Namun, di atas semua itu, saya kagum karena penulis dengan lugas menunjuk hidung Hatta Sugeha, ZA Lantong, Yahya Fasa, Herson Mayulu, Sumardiah Modeong, Bachruddin Marto, hingga Jenli Taturu sebagai ’’penjilat’’ Bupati Bolmong. Pun bahwa anggota DPR Bolmong lebih suka bergosip saat sidang daripada membahas nasib rakyat. Saya panasaran, apa reaksi orang-orang ini nantinya, ya?

Ketiga, bahwa kritik saya membantu mempublikasikan kekonyolan pemerintah dan politikus Bolmong. Wah, di antara semua analisis ngawur, ini yang cukup mendekati kebenaran. Buktinya di Pilkada lalu MMS kalah di tiga dari empat kecamatan yang kini masuk Kota Kotamobagu. Artinya, di komunitas terdidik dan membaca koran, publik tahu persis sikap yang harus diambil. Bahkan sekali pun setahun sebelum Pilkada saya sama sekali berhenti menulis di media massa di Sulut.

Sayang, analisis itu dikacaukan dengan pernyataan bahwa kritik-kritik yang saya sampaikan tidak mendapat dukungan. Penulis di belakang Landjar perlu menelepon Harian Manado Post dan Posko untuk mendapat data akurat. Setahu saya, dua harian ini, tempat polemik antara saya dan pro Bupati Bolmong dilakukan, berupaya mengikuti standar etika umum: yang diserang bukan kritik atau ide saya, tetapi saya pribadi, maka sayalah yang harus menjawab. Tidak perlu dukungan pihak lain, yang secara pribadi sama sekali tidak terkait.
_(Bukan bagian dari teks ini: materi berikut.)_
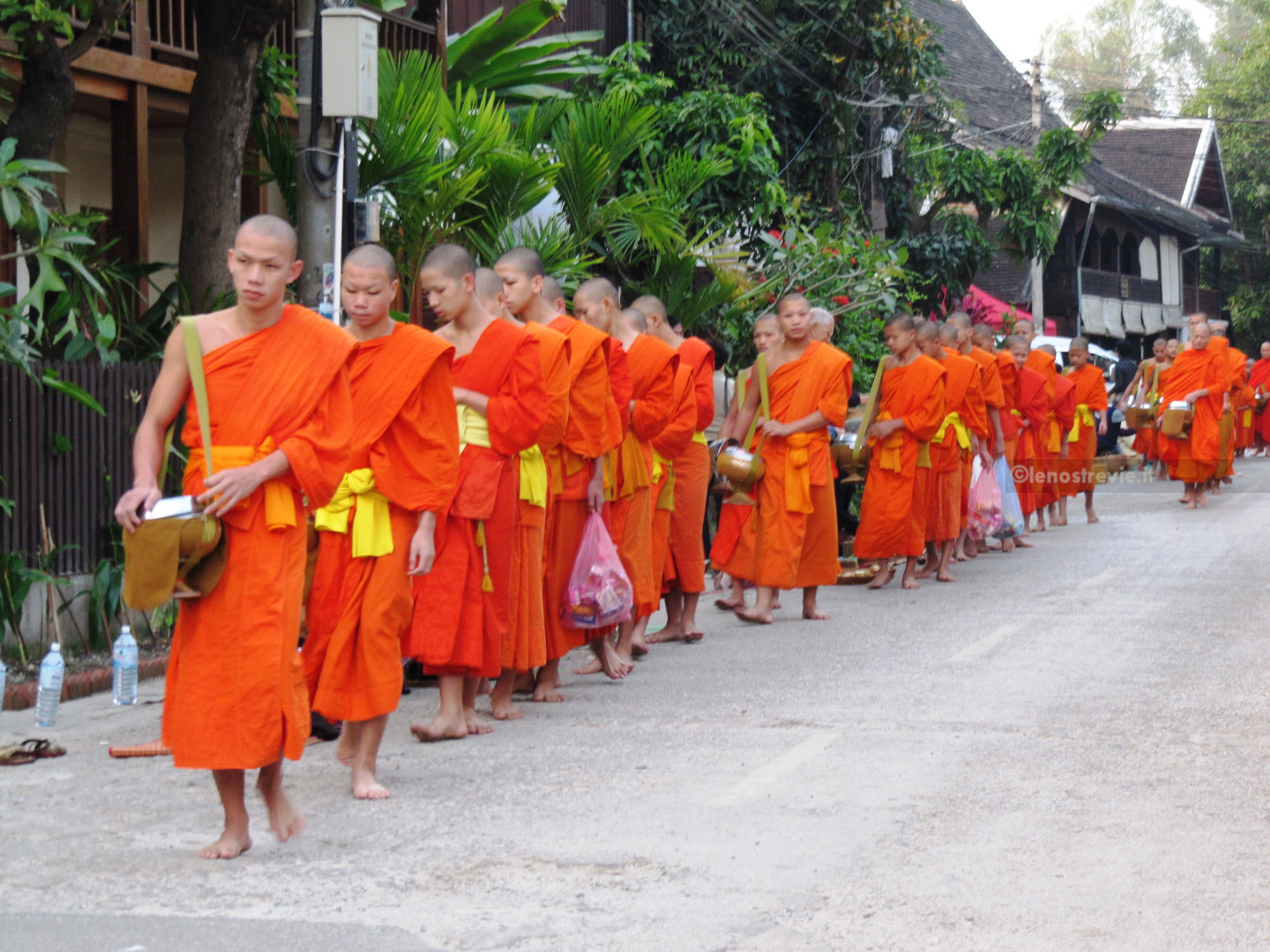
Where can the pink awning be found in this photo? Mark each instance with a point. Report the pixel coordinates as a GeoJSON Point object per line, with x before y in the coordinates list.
{"type": "Point", "coordinates": [997, 310]}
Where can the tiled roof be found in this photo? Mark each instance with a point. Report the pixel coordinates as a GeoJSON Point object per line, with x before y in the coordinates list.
{"type": "Point", "coordinates": [996, 98]}
{"type": "Point", "coordinates": [1156, 156]}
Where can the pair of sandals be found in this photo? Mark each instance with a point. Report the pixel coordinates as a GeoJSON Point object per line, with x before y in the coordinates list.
{"type": "Point", "coordinates": [28, 752]}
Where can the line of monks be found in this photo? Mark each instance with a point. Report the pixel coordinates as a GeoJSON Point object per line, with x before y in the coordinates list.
{"type": "Point", "coordinates": [450, 478]}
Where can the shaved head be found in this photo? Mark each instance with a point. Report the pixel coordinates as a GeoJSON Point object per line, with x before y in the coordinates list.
{"type": "Point", "coordinates": [372, 257]}
{"type": "Point", "coordinates": [489, 286]}
{"type": "Point", "coordinates": [652, 306]}
{"type": "Point", "coordinates": [635, 319]}
{"type": "Point", "coordinates": [526, 260]}
{"type": "Point", "coordinates": [596, 290]}
{"type": "Point", "coordinates": [451, 260]}
{"type": "Point", "coordinates": [271, 227]}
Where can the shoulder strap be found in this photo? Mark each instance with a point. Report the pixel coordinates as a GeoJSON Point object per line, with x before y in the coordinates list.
{"type": "Point", "coordinates": [195, 358]}
{"type": "Point", "coordinates": [873, 394]}
{"type": "Point", "coordinates": [765, 404]}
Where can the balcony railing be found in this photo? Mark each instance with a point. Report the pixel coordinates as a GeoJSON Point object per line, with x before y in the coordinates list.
{"type": "Point", "coordinates": [175, 34]}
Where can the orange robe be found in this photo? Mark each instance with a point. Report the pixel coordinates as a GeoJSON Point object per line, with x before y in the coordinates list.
{"type": "Point", "coordinates": [892, 510]}
{"type": "Point", "coordinates": [526, 648]}
{"type": "Point", "coordinates": [464, 606]}
{"type": "Point", "coordinates": [686, 564]}
{"type": "Point", "coordinates": [735, 539]}
{"type": "Point", "coordinates": [592, 430]}
{"type": "Point", "coordinates": [235, 692]}
{"type": "Point", "coordinates": [796, 531]}
{"type": "Point", "coordinates": [1091, 397]}
{"type": "Point", "coordinates": [1194, 460]}
{"type": "Point", "coordinates": [652, 366]}
{"type": "Point", "coordinates": [360, 607]}
{"type": "Point", "coordinates": [963, 397]}
{"type": "Point", "coordinates": [1034, 410]}
{"type": "Point", "coordinates": [1259, 380]}
{"type": "Point", "coordinates": [667, 447]}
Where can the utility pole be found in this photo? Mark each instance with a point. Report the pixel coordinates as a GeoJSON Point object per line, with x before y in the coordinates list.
{"type": "Point", "coordinates": [315, 167]}
{"type": "Point", "coordinates": [1038, 270]}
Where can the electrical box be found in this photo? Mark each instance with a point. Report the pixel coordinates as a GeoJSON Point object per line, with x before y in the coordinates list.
{"type": "Point", "coordinates": [349, 63]}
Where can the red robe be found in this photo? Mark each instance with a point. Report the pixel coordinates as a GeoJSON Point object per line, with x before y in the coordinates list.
{"type": "Point", "coordinates": [462, 607]}
{"type": "Point", "coordinates": [360, 607]}
{"type": "Point", "coordinates": [235, 693]}
{"type": "Point", "coordinates": [893, 507]}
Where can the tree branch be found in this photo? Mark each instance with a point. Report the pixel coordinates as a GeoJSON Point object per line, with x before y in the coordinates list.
{"type": "Point", "coordinates": [103, 18]}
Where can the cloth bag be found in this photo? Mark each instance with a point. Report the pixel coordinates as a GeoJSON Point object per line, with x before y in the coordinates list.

Lagipula dalam perkara tulis-menulis dan tukar ide, tidak ada urusan dukung-mendukung. Ini bukan kampanye pemilihan RT, kepala desa, atau bupati dan walikota. Sekali pun saya dengan gampang meminta para sahabat untuk menulis dukungan (dan mereka dengan gratis dan senang hati melakukan); atau yang terburuk meminjam nama orang lain seperti nama Salim Landjar, misalnya.

Keempat, penulis di belakang Landjar juga terjebak pada manipulasi dan khayalannya sendiri, terutama sejarah Abraham Sugeha; dikaitkan dengan tokoh-tokoh Bolmong seperti Oe. N. Mokoagow, J. A. Damopolii, Jenderal Mokoginta, atau sederet nama lain yang disebutkan dalam tulisannya. Polemik saya dengan saudara Hatta Sugeha (yang dilakukan di Harian Manado Post) berkenaan dengan penggantian nama RS Datoe Binangkang tidak pernah mengkonklusi bahwa tokoh-tokoh itu adalah anak-temurun (langsung) Abraham Sugeha.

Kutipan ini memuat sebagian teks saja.